Based on this (User,item), item's matrix, you can predict the user's rating for an item that is not scored.

P (u,n) =sum (pref (u,i) *sim (n,i))/sum (SIM (n,i))

To predict the U-N preference,

I was seen before the U,

The reference to these I preferences,

And the similarity between these n and I,

Weighted average.

It is worth mentioning that mahout in order to consider performance, and did not really do a complete matrix multiplication.

For example, itemsimilarity, only retained the TOPK, the other is not saved (in fact, the similarity is too small, can be ignored).

Therefore, for a user, the item collection to be predicted is not the item collection minus the user's scored item. Instead, the user-scored item has the most similar TOPK item collection. For an item that is not in this collection, the similarity to the item that the current user has scored is too small to directly indicate that the user is not interested, so the predicted score is 0, so no calculation is necessary.

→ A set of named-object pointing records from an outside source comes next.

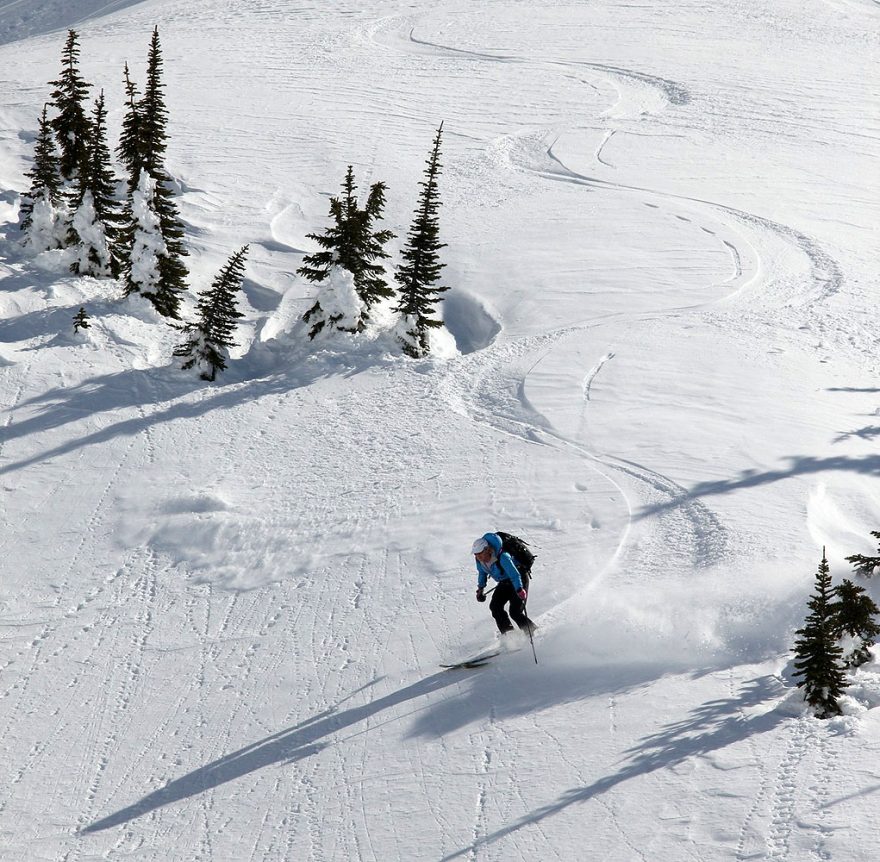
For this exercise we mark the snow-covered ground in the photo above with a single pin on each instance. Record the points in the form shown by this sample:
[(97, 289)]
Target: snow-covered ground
[(224, 607)]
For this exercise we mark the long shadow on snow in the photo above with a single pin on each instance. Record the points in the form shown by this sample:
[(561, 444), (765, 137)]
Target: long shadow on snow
[(137, 389), (798, 465), (712, 726), (288, 746)]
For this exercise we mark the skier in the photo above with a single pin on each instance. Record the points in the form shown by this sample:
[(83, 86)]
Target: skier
[(492, 562)]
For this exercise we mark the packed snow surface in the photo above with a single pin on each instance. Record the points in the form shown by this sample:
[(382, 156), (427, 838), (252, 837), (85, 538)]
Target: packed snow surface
[(224, 606)]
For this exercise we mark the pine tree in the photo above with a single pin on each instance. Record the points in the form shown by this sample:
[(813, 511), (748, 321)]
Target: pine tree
[(353, 245), (143, 145), (153, 113), (211, 336), (863, 565), (71, 125), (418, 275), (818, 655), (143, 273), (129, 149), (96, 227), (80, 321), (854, 618), (44, 176)]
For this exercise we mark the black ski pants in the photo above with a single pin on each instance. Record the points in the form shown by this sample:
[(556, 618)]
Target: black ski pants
[(505, 594)]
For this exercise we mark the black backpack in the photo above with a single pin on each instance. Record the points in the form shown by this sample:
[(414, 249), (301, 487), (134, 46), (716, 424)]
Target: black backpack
[(519, 552)]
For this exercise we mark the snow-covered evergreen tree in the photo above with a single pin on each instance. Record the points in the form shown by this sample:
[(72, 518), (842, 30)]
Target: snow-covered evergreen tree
[(97, 221), (865, 565), (90, 240), (818, 655), (142, 149), (44, 175), (80, 321), (210, 337), (147, 245), (855, 615), (71, 124), (350, 244), (418, 275), (129, 149)]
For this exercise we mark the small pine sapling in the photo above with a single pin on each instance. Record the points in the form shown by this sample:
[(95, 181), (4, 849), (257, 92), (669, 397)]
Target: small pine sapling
[(80, 321), (854, 619), (210, 337), (418, 275), (865, 565), (818, 655)]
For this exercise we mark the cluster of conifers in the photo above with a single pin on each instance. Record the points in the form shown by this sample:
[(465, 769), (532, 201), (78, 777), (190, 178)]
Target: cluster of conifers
[(75, 202)]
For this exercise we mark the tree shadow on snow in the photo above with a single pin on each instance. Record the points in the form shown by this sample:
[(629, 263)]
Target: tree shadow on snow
[(710, 727), (288, 746), (798, 465), (182, 397)]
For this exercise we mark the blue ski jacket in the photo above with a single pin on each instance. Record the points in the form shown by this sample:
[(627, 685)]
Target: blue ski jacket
[(502, 567)]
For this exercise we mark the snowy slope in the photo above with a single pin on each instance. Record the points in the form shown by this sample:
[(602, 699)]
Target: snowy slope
[(224, 606)]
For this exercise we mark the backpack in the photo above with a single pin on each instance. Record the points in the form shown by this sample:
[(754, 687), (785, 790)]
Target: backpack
[(519, 552)]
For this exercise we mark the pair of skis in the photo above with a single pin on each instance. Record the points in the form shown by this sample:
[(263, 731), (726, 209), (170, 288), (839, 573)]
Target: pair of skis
[(476, 661)]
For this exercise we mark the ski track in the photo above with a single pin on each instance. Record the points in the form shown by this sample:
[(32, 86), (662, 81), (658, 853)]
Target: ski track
[(123, 614)]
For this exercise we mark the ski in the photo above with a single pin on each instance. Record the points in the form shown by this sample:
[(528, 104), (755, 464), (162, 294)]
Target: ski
[(476, 661)]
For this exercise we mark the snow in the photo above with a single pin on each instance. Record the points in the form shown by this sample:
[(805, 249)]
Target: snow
[(224, 606), (148, 244), (92, 239)]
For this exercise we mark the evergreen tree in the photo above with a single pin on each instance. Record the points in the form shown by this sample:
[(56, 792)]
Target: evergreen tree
[(71, 125), (44, 176), (418, 275), (143, 148), (854, 613), (863, 565), (80, 321), (153, 114), (210, 337), (96, 227), (818, 655), (129, 149), (350, 244)]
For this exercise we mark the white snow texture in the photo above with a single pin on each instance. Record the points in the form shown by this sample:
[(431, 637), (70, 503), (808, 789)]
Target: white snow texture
[(224, 605)]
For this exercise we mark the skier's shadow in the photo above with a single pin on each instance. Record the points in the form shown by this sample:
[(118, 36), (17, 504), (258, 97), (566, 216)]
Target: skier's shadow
[(710, 727), (288, 746)]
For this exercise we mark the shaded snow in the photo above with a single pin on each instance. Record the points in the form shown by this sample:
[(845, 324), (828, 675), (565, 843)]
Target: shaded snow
[(225, 605)]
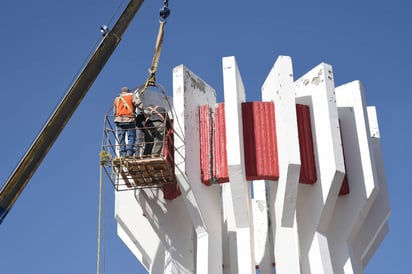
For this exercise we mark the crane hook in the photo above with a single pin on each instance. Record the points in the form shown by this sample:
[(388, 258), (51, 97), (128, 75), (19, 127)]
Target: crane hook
[(164, 12)]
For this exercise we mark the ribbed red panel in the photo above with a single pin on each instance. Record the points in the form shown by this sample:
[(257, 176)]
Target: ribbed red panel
[(221, 171), (170, 191), (260, 144), (307, 157), (213, 158), (344, 189), (205, 132)]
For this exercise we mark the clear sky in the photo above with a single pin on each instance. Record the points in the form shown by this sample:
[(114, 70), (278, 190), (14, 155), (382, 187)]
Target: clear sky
[(52, 228)]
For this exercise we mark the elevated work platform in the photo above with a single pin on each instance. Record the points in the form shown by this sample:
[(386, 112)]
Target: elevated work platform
[(144, 172)]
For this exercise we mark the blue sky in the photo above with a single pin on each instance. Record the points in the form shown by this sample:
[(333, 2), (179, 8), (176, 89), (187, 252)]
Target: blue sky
[(52, 228)]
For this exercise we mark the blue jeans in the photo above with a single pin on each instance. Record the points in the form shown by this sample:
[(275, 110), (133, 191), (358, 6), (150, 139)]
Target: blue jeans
[(129, 129)]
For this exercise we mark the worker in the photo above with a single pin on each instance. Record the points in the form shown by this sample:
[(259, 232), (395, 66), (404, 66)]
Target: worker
[(156, 123), (124, 109)]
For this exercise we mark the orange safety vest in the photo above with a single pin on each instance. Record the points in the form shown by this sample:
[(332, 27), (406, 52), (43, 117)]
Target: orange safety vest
[(124, 105)]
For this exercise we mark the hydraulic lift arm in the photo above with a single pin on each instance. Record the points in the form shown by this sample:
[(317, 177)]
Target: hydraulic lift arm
[(61, 115)]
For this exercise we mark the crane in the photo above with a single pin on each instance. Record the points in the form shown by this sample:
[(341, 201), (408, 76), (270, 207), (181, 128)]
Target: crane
[(32, 159)]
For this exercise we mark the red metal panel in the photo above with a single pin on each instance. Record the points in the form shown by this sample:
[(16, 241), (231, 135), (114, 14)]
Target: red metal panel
[(307, 157), (260, 144), (220, 168), (205, 134), (170, 191), (344, 189)]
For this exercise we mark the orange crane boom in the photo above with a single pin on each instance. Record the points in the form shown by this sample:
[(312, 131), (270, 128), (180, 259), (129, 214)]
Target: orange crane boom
[(18, 180)]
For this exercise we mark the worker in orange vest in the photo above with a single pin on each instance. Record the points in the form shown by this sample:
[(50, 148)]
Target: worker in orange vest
[(124, 109)]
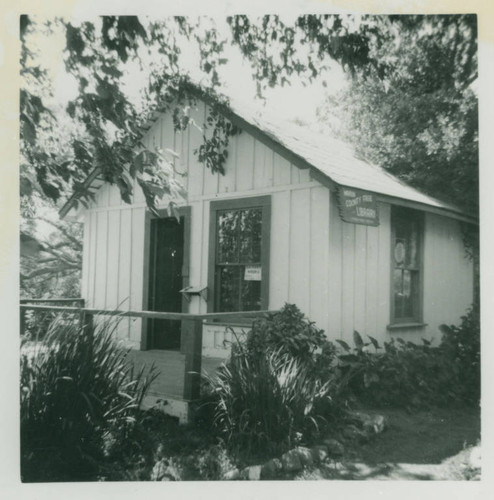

As for the most similar topk how to take, I did not study carefully, it may be agreed that K is a constant, it may be a threshold, the similarity is less than the threshold value. For both, the latter is more reliable and symmetrical.



This article link: http://blog.csdn.net/lingerlanlan/article/details/42656161 This article linger

The idea of itembased recommendation algorithm in map-reduce version of Mahout

Contact Us

The content source of this page is from Internet, which doesn't represent Alibaba Cloud's opinion; products and services mentioned on that page don't have any relationship with Alibaba Cloud. If the content of the page makes you feel confusing, please write us an email, we will handle the problem within 5 days after receiving your email.

If you find any instances of plagiarism from the community, please send an email to: info-contact@alibabacloud.com and provide relevant evidence. A staff member will contact you within 5 working days.

A Free Trial That Lets You Build Big!

Start building with 50+ products and up to 12 months usage for Elastic Compute Service

  • Sales Support

    1 on 1 presale consultation

  • After-Sales Support

    24/7 Technical Support 6 Free Tickets per Quarter Faster Response

  • Alibaba Cloud offers highly flexible support services tailored to meet your exact needs.